Let me begin by saying it seems to be widely believed among drug firms, regulators and health care professionals that a medicine is not licensed for use in children unless the terms of its license explicitly say so. And ministers have said in Parliament that Seroxat was never licensed for use in children. My view of this will seem, therefore, contrarian. But it seems to me that Seroxat probably was licensed for use in children anyway.

How do you know what a drug is, and is not, licensed for? Well, if we could see a document called a marketing authorisation making it clear Seroxat is only licensed for use in adults, that would settle things. But I’m not sure such a document actully exists, or is available online. What does exist is the MHRA’s published “UKPAR”, or UK Public Assessment Report, a document which summarises the scientific basis on which marketing authorisation has been granted. Here’s an UKPAR for generic paroxetine. In that document there is no mention of children except in the text of the SPC or summary of product characteristics, which is a document aimed primarily at doctors explaining the drug’s use and which must be approved by the MHRA. Here’s Seroxat’s SPC. You can see that sections 4.2 on posology, and 4.4 on special warnings, both say Seroxat should not be used in children. It seems to me that it’s on the basis of these statements and these statements alone that the MHRA believe Seroxat is not licensed for children.

Well, fair enough: those statements are pretty clear, and I’ll buy that argument. But what did the SPC say before the MHRA was told about the increased risk of suicidal thoughts? Paragraph 2 of the MHRA report tells us that. The SPC said (presumably in section 4.2 on posology):

The use of Seroxat in children is not recommended as safety and efficacy have not been established in this population.

Is that it? I have to say that that standard wording, to me, seems very different from a clear statement that use in children is not authorised. What’s more, paragraph 14 of the MHRA report tells us that, once the MHRA knew about the increased suicide risk, it asked GSK to submit a variation to the marketing authorisation contraindicating use in the under 18s. So aren’t I right to suggest the authorisation was not clearly limited in that way before?

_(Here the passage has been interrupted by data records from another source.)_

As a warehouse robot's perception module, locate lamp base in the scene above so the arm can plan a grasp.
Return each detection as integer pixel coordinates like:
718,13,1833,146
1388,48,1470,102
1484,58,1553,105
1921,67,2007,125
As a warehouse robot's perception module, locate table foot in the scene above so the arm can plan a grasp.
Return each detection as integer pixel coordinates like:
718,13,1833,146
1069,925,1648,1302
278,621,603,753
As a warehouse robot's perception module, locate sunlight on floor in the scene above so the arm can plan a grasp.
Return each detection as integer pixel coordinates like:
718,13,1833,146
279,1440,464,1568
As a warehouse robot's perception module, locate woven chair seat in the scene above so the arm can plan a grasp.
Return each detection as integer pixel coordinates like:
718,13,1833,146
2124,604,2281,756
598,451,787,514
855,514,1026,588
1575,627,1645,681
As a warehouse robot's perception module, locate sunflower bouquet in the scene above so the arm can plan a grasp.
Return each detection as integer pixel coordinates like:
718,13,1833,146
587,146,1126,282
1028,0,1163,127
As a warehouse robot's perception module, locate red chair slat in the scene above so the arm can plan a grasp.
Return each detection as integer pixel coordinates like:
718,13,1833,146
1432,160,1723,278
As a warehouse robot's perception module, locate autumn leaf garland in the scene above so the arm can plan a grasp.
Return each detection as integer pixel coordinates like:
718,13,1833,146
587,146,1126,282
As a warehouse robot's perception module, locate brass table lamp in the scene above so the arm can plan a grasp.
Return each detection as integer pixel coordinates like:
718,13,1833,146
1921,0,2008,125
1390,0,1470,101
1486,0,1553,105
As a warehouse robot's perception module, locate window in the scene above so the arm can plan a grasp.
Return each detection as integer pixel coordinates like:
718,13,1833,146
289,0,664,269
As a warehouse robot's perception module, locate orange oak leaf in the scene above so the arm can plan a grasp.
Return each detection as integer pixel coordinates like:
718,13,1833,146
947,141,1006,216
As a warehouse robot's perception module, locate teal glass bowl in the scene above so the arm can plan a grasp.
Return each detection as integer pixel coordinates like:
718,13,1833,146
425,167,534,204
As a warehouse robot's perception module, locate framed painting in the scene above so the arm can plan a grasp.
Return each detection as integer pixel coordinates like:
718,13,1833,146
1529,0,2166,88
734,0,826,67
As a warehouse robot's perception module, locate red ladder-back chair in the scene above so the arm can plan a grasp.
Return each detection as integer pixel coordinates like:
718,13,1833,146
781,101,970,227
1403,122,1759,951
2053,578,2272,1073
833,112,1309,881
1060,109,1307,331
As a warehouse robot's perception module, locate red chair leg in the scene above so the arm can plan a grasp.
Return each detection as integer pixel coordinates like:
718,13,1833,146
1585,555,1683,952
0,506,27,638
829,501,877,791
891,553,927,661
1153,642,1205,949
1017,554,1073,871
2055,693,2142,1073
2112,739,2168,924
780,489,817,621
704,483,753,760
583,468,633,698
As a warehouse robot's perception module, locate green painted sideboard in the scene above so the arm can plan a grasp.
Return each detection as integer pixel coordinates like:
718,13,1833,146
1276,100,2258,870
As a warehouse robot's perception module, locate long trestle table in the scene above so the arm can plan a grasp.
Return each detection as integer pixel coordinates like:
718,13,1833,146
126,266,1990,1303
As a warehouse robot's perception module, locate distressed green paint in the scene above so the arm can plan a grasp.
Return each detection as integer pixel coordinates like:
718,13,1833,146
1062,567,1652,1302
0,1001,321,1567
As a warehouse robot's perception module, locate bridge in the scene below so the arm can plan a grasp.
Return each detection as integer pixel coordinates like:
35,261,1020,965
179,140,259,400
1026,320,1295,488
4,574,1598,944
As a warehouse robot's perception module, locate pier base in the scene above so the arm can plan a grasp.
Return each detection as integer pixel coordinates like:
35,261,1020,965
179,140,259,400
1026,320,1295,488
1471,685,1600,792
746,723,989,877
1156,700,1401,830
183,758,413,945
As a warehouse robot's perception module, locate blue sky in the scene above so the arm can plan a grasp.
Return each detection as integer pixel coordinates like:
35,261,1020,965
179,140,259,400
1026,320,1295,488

And another thing: article 116 of the EU Code say that a marketing authorisation can be varied if the risk/benefit balance is not positive in the normal conditions of use. If Seroxat wasn’t licensed for use in children, as the MHRA are now saying, and if the normal conditions of use means simply licensed use, as the MHRA’s lawyers seem to have concluded – how come the MHRA had power to vary the authorisation? None of this adds up.

Why were MHRA enforcement investigators unable to question GSK staff?

Paragraph 23 of the MHRA report tells us that GSK staff, presumably including the qualified person,

declined invitations to attend interviews under caution

Amazing. I think I’d decline an invitation like that, too. But shouldn’t the MHRA have powers to require someone to attend for questioning (which would not be the same as making it compulsory to answer)? Shouldn’t they be able to apply for a warrant of some kind? Why didn’t they get the police involved? After January 2006 they had power to arrest GSK staff for questioning in relation to these offences. Here’s Alison Hannah’s critical explanation of the new powers.

Does the MHRA have the powers it needs to properly regulate pharmaceuticals industry?

This whole affair seems to me a serious failure of the medicines regulatory regime, a regime riddled with legal confusions, doubtful assumptions, excessive caution and misunderstanding. Does the MHRA have power even to vary drug licences in these circumstances? They seem not to think so. How can it be that the regulator thinks the law doesn’t require this safety data to be passed to it? Why does the MHRA seem so toothless in the face of the drugs industry? I’m glad legal changes are being made now, but are they really necessary, or is my analysis correct? Is the regulator being unduly cautious about its powers? Why have these “gaps” in the law, if indeed they are gaps, only been spotted now?

I’m not sure this regulatory system is fit for purpose.